TAFE changes to be tested
The New South Wales Opposition and Greens say 2016 is the last year to “rescue TAFE”.
NSW Skills Minister John Barilaro announced a freeze on 2016 TAFE fees late last year as part of Government attempts to stop falling enrolments, with figures showing student enrolments in 2015 were about 83,000 fewer than in 2012.
The State Government has made some big changes in the sector, including a $1.7 billion cut under former premier Barry O'Farrell, and new rules that mean TAFE is competing with private providers for state funding and students.
NSW Greens MP John Kaye says the Government's policies are causing the decline in enrolments they seek to prevent.
“The costs are now enormous. TAFE is no longer being seen by the Government as a public service but a commercial enterprise,” he told the ABC.
“Everything they have done since coming to power points towards removing their obligations to a quality, public education system.”
The Minister rejects that claim, arguing that the Government had simply stopped subsidising courses that it deemed unlikely to lead to employment.
“There is a skills list [with] 750-plus qualifications on that. If a qualification or skill is required in the workforce and it's on the list then it's subsidised,” Mr Barilaro told reporters.

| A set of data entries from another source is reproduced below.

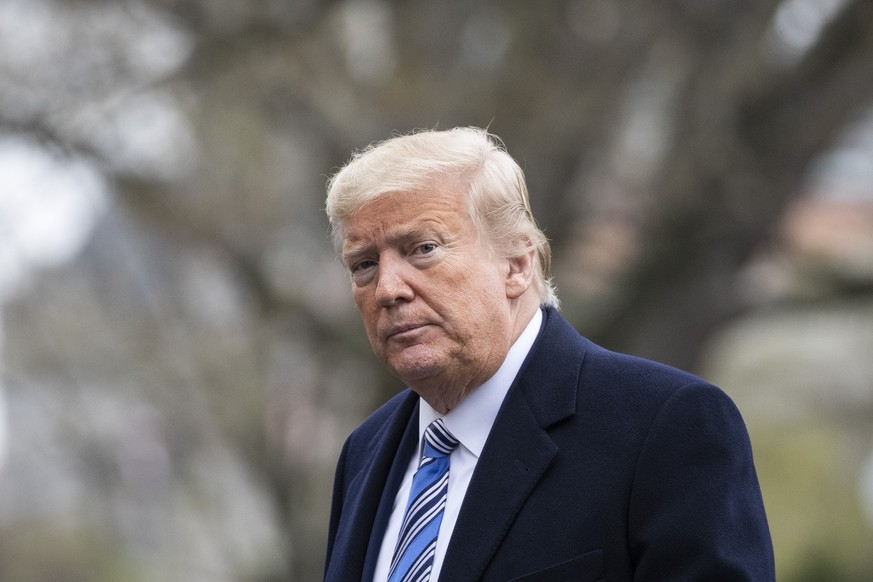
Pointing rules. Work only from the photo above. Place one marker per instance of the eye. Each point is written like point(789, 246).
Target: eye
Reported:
point(426, 248)
point(362, 266)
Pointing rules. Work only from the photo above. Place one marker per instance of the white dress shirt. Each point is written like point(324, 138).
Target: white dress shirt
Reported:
point(470, 422)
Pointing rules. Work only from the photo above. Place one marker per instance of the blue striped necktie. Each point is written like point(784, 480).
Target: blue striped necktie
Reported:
point(416, 544)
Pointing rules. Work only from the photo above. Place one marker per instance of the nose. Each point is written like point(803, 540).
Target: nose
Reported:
point(392, 285)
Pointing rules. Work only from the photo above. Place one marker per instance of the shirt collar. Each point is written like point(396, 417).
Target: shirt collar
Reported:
point(471, 421)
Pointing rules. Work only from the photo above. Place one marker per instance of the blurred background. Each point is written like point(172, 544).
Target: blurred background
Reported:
point(180, 357)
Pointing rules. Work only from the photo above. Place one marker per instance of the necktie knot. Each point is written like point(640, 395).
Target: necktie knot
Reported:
point(416, 543)
point(438, 441)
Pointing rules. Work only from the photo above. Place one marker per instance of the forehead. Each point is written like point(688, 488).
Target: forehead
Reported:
point(400, 214)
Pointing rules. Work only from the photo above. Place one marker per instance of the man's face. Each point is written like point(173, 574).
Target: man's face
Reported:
point(432, 295)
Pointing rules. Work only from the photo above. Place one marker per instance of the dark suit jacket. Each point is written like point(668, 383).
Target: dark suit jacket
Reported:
point(600, 466)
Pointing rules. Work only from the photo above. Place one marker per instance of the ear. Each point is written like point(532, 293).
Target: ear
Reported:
point(520, 276)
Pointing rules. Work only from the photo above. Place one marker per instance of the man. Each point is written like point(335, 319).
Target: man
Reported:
point(542, 456)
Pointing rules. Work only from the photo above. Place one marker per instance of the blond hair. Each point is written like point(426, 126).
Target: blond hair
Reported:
point(465, 159)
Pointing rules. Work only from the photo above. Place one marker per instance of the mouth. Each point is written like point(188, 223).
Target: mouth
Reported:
point(399, 332)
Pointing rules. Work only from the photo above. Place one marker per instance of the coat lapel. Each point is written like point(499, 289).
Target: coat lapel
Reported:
point(519, 449)
point(363, 523)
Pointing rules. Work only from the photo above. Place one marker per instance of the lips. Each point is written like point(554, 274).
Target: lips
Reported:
point(398, 331)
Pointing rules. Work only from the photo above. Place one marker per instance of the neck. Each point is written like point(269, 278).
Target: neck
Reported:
point(443, 398)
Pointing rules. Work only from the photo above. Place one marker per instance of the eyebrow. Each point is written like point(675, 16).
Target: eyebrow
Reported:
point(360, 249)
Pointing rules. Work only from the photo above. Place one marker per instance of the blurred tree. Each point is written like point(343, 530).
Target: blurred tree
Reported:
point(188, 379)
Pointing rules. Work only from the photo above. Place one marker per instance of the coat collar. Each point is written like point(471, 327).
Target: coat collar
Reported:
point(519, 449)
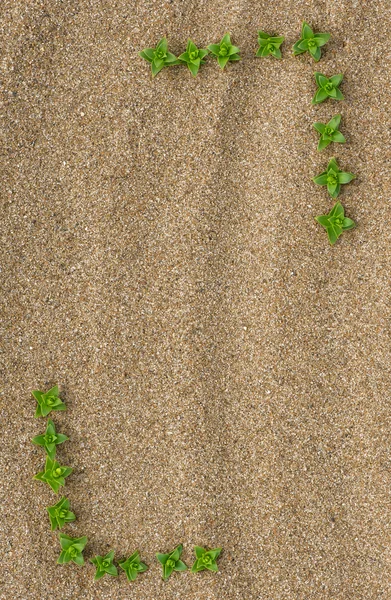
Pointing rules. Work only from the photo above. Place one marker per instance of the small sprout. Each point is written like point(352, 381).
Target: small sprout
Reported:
point(333, 178)
point(104, 564)
point(54, 475)
point(335, 222)
point(50, 439)
point(132, 566)
point(48, 401)
point(327, 88)
point(171, 562)
point(206, 559)
point(59, 514)
point(159, 57)
point(225, 51)
point(310, 42)
point(329, 132)
point(269, 45)
point(193, 57)
point(72, 549)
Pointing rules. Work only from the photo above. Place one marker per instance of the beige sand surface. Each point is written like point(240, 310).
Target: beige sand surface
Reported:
point(227, 373)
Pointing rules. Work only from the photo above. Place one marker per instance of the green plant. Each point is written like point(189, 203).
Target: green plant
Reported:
point(54, 475)
point(205, 559)
point(133, 566)
point(171, 562)
point(335, 222)
point(193, 57)
point(333, 178)
point(159, 57)
point(225, 51)
point(310, 42)
point(50, 439)
point(327, 88)
point(329, 132)
point(47, 401)
point(59, 514)
point(72, 549)
point(269, 45)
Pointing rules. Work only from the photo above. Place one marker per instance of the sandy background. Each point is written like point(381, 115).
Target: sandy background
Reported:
point(227, 373)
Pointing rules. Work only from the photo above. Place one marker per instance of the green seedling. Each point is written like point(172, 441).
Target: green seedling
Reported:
point(54, 475)
point(59, 514)
point(329, 132)
point(133, 566)
point(269, 45)
point(310, 42)
point(171, 562)
point(327, 88)
point(159, 57)
point(335, 223)
point(205, 559)
point(333, 178)
point(48, 401)
point(193, 57)
point(104, 565)
point(225, 51)
point(50, 439)
point(72, 549)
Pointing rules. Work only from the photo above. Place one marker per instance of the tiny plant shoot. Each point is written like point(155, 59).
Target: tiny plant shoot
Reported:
point(72, 549)
point(225, 51)
point(171, 562)
point(133, 566)
point(333, 178)
point(193, 57)
point(50, 439)
point(59, 514)
point(54, 475)
point(269, 45)
point(310, 42)
point(205, 559)
point(327, 88)
point(329, 132)
point(47, 402)
point(159, 57)
point(335, 223)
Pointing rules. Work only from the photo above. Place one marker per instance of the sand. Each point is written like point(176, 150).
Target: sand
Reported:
point(227, 373)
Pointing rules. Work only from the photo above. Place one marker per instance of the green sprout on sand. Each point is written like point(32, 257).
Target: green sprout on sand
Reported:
point(48, 401)
point(335, 223)
point(224, 51)
point(333, 178)
point(310, 42)
point(205, 559)
point(329, 132)
point(171, 562)
point(133, 566)
point(269, 45)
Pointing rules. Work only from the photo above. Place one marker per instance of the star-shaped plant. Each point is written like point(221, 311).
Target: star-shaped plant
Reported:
point(171, 562)
point(54, 474)
point(48, 401)
point(133, 566)
point(335, 222)
point(50, 439)
point(72, 549)
point(104, 564)
point(269, 45)
point(206, 559)
point(225, 51)
point(59, 514)
point(327, 88)
point(193, 57)
point(333, 178)
point(329, 132)
point(159, 57)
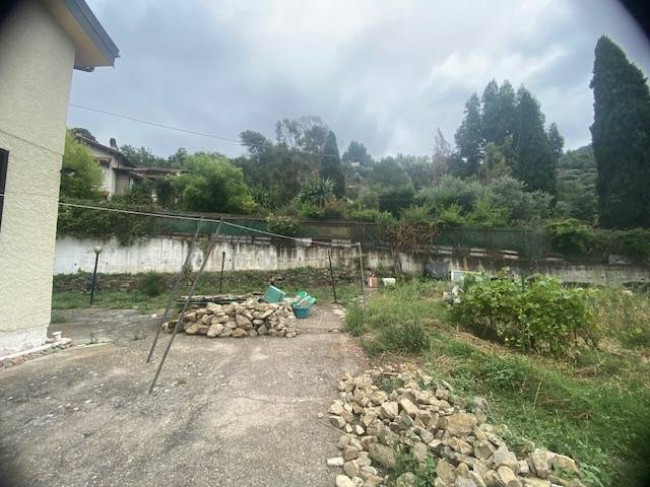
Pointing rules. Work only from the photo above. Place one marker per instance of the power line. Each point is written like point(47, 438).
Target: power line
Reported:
point(31, 143)
point(197, 133)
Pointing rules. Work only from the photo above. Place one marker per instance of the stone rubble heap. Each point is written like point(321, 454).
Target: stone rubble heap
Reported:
point(424, 418)
point(238, 320)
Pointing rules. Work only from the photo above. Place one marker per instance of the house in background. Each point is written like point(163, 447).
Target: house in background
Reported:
point(117, 170)
point(41, 42)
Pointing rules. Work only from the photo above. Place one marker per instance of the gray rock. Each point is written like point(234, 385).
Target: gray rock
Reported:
point(503, 456)
point(383, 455)
point(351, 468)
point(459, 424)
point(335, 462)
point(463, 482)
point(344, 481)
point(407, 479)
point(409, 408)
point(446, 472)
point(388, 410)
point(350, 453)
point(214, 330)
point(243, 322)
point(239, 333)
point(508, 477)
point(420, 452)
point(541, 462)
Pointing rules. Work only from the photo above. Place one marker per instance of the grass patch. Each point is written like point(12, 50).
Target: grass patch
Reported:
point(593, 404)
point(151, 293)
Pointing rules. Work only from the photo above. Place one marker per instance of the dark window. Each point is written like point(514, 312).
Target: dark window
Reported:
point(4, 161)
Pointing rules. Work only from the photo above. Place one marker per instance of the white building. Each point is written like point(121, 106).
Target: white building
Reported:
point(41, 41)
point(117, 174)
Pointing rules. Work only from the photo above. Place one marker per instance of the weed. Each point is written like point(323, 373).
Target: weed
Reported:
point(138, 334)
point(58, 318)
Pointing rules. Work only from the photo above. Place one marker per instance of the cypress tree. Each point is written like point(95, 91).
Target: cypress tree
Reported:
point(469, 138)
point(621, 138)
point(331, 166)
point(490, 117)
point(556, 141)
point(535, 164)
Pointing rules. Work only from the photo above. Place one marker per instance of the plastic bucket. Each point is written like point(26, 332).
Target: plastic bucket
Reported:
point(301, 313)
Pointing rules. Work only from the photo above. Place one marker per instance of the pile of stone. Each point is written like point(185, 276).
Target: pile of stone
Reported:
point(250, 318)
point(423, 418)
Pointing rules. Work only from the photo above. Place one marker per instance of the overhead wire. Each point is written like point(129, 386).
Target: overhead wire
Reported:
point(174, 216)
point(198, 133)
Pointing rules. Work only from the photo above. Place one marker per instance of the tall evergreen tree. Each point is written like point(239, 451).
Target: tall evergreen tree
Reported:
point(331, 166)
point(621, 138)
point(505, 121)
point(469, 138)
point(535, 163)
point(490, 117)
point(556, 141)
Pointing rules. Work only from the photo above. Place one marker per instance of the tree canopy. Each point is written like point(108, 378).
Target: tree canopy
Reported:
point(621, 138)
point(81, 176)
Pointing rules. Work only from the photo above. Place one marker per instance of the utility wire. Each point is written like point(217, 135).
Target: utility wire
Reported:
point(31, 143)
point(191, 218)
point(197, 133)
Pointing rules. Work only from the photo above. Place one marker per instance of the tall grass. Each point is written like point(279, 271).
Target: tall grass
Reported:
point(593, 405)
point(625, 317)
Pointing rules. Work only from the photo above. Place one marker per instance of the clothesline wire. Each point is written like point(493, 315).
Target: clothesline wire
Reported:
point(196, 219)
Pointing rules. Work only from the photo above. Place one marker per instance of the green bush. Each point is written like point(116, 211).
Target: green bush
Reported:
point(539, 315)
point(152, 284)
point(407, 337)
point(282, 225)
point(571, 236)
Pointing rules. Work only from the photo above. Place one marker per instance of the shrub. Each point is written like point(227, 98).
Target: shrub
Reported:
point(408, 337)
point(152, 284)
point(539, 315)
point(282, 225)
point(417, 214)
point(571, 236)
point(451, 216)
point(451, 191)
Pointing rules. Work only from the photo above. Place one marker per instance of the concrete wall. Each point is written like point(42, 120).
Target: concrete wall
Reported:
point(36, 62)
point(168, 254)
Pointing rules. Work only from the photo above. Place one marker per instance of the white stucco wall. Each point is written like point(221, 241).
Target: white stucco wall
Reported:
point(167, 254)
point(108, 173)
point(36, 62)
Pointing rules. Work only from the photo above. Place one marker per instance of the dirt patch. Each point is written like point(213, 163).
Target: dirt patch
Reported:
point(225, 413)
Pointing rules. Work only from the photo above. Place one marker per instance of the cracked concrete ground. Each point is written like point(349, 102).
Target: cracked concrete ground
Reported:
point(227, 412)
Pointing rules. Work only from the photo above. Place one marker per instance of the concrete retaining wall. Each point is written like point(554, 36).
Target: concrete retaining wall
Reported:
point(167, 255)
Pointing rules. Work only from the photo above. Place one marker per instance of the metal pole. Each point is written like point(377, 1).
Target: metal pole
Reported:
point(174, 292)
point(223, 261)
point(92, 289)
point(329, 257)
point(363, 286)
point(181, 316)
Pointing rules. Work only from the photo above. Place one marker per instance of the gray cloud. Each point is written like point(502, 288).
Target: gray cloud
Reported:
point(386, 73)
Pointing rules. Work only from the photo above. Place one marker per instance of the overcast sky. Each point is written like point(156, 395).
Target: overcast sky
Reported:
point(383, 72)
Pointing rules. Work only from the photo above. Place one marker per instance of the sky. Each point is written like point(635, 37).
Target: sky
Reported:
point(386, 73)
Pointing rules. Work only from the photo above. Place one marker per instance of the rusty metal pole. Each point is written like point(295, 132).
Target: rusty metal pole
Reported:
point(181, 316)
point(223, 261)
point(363, 285)
point(329, 257)
point(174, 292)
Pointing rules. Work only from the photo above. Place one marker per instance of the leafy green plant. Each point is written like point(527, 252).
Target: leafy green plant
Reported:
point(538, 315)
point(571, 236)
point(282, 225)
point(152, 284)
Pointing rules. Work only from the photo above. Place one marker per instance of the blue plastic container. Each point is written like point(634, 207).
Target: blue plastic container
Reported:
point(301, 313)
point(273, 295)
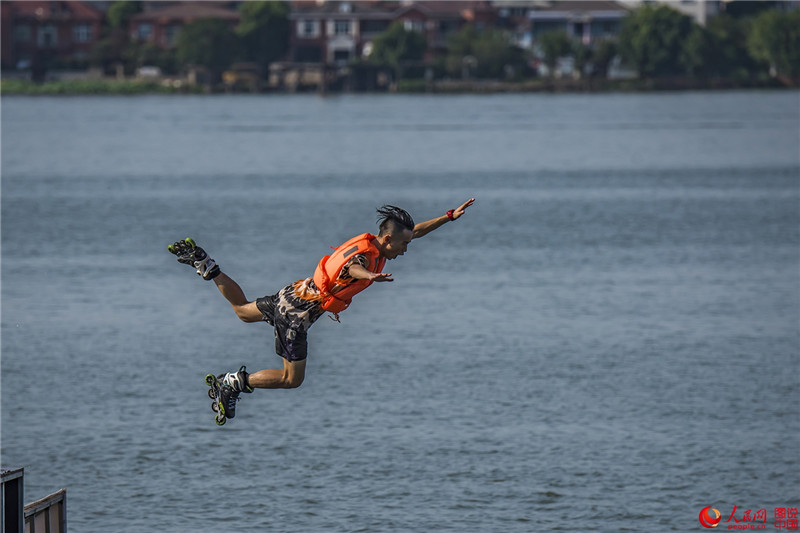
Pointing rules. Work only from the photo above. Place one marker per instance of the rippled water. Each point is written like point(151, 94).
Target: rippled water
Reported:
point(608, 340)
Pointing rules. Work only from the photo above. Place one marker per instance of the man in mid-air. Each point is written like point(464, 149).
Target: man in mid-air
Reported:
point(351, 268)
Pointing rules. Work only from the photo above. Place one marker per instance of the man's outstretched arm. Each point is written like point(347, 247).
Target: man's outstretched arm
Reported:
point(423, 228)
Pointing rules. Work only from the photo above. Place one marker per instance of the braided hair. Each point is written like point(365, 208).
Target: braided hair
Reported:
point(391, 217)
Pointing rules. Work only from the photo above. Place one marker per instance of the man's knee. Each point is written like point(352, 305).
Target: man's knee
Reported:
point(248, 312)
point(292, 382)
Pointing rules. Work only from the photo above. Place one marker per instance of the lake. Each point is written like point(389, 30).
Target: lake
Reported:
point(608, 340)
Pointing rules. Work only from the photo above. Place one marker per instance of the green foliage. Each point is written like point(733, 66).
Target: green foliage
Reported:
point(583, 56)
point(8, 87)
point(211, 43)
point(264, 31)
point(491, 49)
point(397, 45)
point(652, 38)
point(602, 55)
point(120, 13)
point(775, 39)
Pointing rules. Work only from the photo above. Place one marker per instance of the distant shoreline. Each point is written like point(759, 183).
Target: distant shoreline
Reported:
point(9, 87)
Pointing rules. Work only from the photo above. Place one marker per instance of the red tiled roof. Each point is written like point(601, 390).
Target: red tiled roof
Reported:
point(187, 10)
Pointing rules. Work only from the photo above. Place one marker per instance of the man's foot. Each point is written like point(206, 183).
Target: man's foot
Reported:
point(189, 253)
point(233, 383)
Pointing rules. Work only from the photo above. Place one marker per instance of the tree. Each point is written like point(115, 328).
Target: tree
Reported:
point(554, 44)
point(264, 31)
point(397, 45)
point(120, 13)
point(210, 43)
point(718, 50)
point(583, 56)
point(652, 40)
point(489, 51)
point(494, 51)
point(775, 39)
point(602, 56)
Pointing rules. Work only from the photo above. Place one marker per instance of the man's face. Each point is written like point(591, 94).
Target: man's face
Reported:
point(397, 243)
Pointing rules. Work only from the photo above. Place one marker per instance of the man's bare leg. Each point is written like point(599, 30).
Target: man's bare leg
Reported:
point(247, 311)
point(290, 377)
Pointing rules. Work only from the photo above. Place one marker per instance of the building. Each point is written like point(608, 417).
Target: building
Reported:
point(587, 21)
point(37, 34)
point(162, 25)
point(338, 31)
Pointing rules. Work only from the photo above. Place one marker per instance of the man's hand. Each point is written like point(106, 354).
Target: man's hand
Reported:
point(382, 276)
point(460, 211)
point(359, 272)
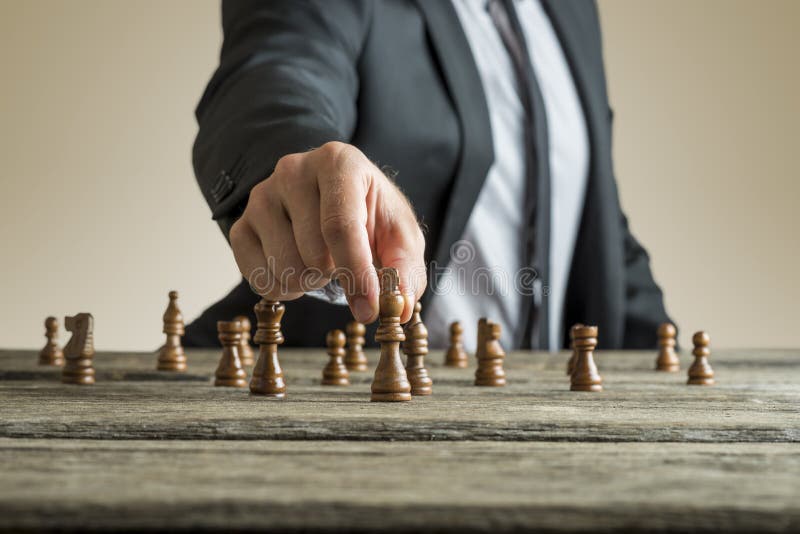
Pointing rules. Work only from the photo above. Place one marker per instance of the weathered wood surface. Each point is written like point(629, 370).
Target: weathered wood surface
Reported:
point(757, 399)
point(469, 486)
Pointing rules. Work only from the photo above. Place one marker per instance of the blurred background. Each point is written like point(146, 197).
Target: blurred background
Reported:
point(99, 210)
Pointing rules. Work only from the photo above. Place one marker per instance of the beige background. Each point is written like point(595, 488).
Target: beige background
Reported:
point(99, 210)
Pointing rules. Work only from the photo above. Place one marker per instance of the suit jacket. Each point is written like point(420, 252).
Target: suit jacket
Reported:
point(397, 79)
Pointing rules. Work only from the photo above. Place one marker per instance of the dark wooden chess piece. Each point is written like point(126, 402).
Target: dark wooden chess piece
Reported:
point(79, 350)
point(245, 350)
point(355, 360)
point(415, 348)
point(335, 372)
point(51, 353)
point(667, 359)
point(229, 371)
point(171, 356)
point(585, 376)
point(700, 372)
point(456, 356)
point(267, 377)
point(390, 383)
point(490, 355)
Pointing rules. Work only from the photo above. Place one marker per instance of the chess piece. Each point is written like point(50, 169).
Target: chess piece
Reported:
point(667, 359)
point(171, 356)
point(700, 372)
point(355, 360)
point(390, 383)
point(79, 350)
point(456, 356)
point(585, 376)
point(229, 371)
point(490, 355)
point(335, 373)
point(574, 357)
point(415, 348)
point(245, 350)
point(51, 353)
point(267, 375)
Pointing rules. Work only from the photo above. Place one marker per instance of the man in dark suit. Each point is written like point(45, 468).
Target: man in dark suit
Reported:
point(494, 116)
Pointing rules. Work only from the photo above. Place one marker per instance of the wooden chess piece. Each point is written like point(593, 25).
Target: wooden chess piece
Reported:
point(335, 373)
point(245, 350)
point(229, 371)
point(490, 355)
point(667, 359)
point(79, 350)
point(415, 348)
point(700, 372)
point(51, 353)
point(574, 357)
point(355, 360)
point(267, 375)
point(585, 376)
point(456, 356)
point(171, 356)
point(390, 383)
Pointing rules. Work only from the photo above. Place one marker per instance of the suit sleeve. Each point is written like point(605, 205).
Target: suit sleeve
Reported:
point(287, 82)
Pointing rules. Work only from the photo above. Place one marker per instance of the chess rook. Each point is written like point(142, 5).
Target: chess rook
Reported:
point(51, 353)
point(667, 360)
point(700, 372)
point(229, 371)
point(354, 359)
point(490, 355)
point(390, 383)
point(171, 356)
point(415, 348)
point(585, 376)
point(79, 350)
point(456, 356)
point(335, 373)
point(267, 376)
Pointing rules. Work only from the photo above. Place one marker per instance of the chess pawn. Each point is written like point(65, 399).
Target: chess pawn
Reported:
point(229, 371)
point(267, 375)
point(171, 356)
point(335, 373)
point(79, 350)
point(390, 383)
point(585, 376)
point(456, 356)
point(245, 350)
point(490, 355)
point(51, 354)
point(355, 360)
point(700, 372)
point(415, 348)
point(667, 359)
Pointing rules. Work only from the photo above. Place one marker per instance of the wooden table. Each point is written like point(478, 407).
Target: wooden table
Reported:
point(146, 450)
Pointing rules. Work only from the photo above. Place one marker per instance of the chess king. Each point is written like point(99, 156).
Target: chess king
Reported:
point(405, 88)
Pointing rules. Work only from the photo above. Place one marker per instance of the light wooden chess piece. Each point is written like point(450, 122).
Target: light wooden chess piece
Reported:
point(456, 356)
point(51, 353)
point(667, 359)
point(335, 373)
point(585, 376)
point(700, 372)
point(390, 383)
point(490, 355)
point(415, 348)
point(171, 356)
point(267, 377)
point(245, 350)
point(355, 360)
point(79, 350)
point(229, 371)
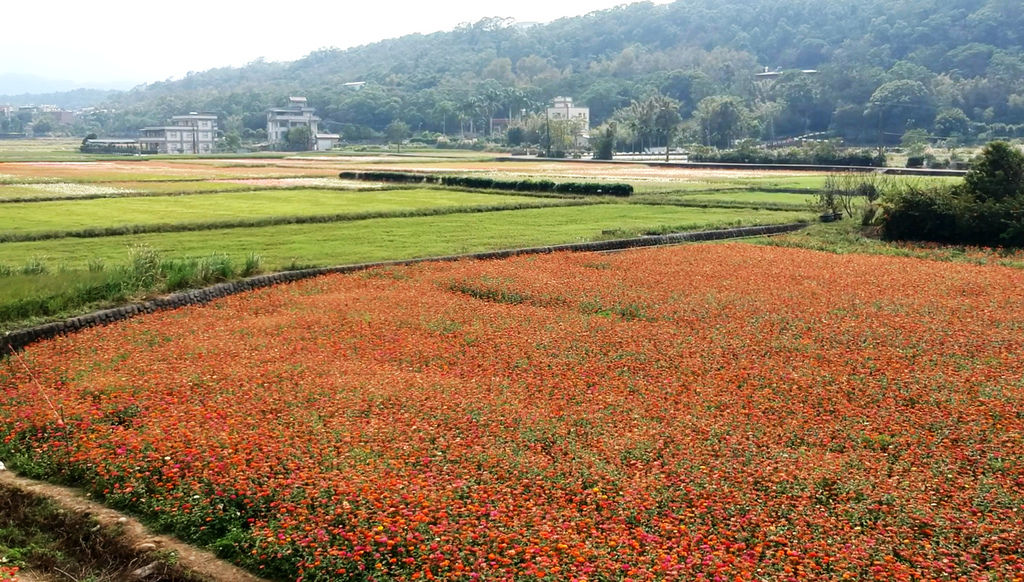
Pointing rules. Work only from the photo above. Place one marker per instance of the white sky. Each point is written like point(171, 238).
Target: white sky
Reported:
point(123, 43)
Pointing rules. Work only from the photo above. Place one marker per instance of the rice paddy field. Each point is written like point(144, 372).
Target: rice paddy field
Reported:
point(64, 221)
point(818, 405)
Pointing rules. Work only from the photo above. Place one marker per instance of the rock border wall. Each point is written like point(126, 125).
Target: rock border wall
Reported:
point(18, 339)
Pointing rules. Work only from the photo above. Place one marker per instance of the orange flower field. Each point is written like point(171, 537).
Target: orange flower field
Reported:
point(705, 412)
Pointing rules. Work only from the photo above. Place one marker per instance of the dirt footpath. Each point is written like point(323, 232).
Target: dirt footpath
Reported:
point(134, 552)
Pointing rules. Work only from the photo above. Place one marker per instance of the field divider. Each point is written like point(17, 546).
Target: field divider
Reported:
point(126, 230)
point(144, 194)
point(18, 339)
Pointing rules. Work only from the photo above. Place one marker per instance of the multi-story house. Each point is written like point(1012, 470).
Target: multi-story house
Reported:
point(562, 108)
point(281, 120)
point(193, 133)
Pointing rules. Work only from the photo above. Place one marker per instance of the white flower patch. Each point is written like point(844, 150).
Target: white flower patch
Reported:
point(69, 189)
point(336, 183)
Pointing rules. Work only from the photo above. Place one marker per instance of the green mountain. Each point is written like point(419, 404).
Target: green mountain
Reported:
point(950, 68)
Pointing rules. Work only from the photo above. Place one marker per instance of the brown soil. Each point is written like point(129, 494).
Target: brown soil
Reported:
point(137, 547)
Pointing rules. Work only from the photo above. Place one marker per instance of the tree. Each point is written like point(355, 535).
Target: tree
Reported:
point(604, 141)
point(721, 120)
point(299, 138)
point(898, 106)
point(951, 122)
point(997, 174)
point(396, 132)
point(667, 118)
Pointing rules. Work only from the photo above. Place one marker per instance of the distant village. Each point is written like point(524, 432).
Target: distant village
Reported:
point(294, 126)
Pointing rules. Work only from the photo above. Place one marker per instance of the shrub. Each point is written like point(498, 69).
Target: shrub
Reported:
point(921, 214)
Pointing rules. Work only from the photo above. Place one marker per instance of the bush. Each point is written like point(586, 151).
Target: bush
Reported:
point(986, 209)
point(483, 182)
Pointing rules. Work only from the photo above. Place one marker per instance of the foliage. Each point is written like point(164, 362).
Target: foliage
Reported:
point(396, 132)
point(905, 63)
point(811, 153)
point(559, 417)
point(603, 141)
point(299, 138)
point(986, 209)
point(493, 183)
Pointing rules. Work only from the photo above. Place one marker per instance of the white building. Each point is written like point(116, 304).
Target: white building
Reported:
point(297, 114)
point(193, 133)
point(562, 108)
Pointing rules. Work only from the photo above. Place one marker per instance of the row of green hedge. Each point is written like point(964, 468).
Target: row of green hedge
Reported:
point(799, 156)
point(492, 183)
point(123, 230)
point(986, 209)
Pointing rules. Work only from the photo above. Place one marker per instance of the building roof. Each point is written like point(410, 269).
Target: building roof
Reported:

“We don't want what happened in Victoria. They subsidised a fitness training course and ended up with a surplus of 45,000 fitness trainers in the marketplace.”
Mr Kaye said the Government should move quickly to reverse the changes at TAFE.
“We're standing at a precipice here. In Victoria their TAFE system has been reduced to about 20 per cent of the original student load,” he said.
“In NSW it's not too late to change direction but this is really the last year to rescue TAFE.”
Mr Barilaro said he was playing politics.
“The critics are saying the fee freeze won't lead to enrolment increases. That's premature. Judge me in a few months,” Mr Barilaro said.
“The worst thing we can do right now is talk about courses being cut or teacher numbers being cut when we should be talking confidently about TAFE.
“My goal is to see an increase, regardless of what that increase looks like,” he said.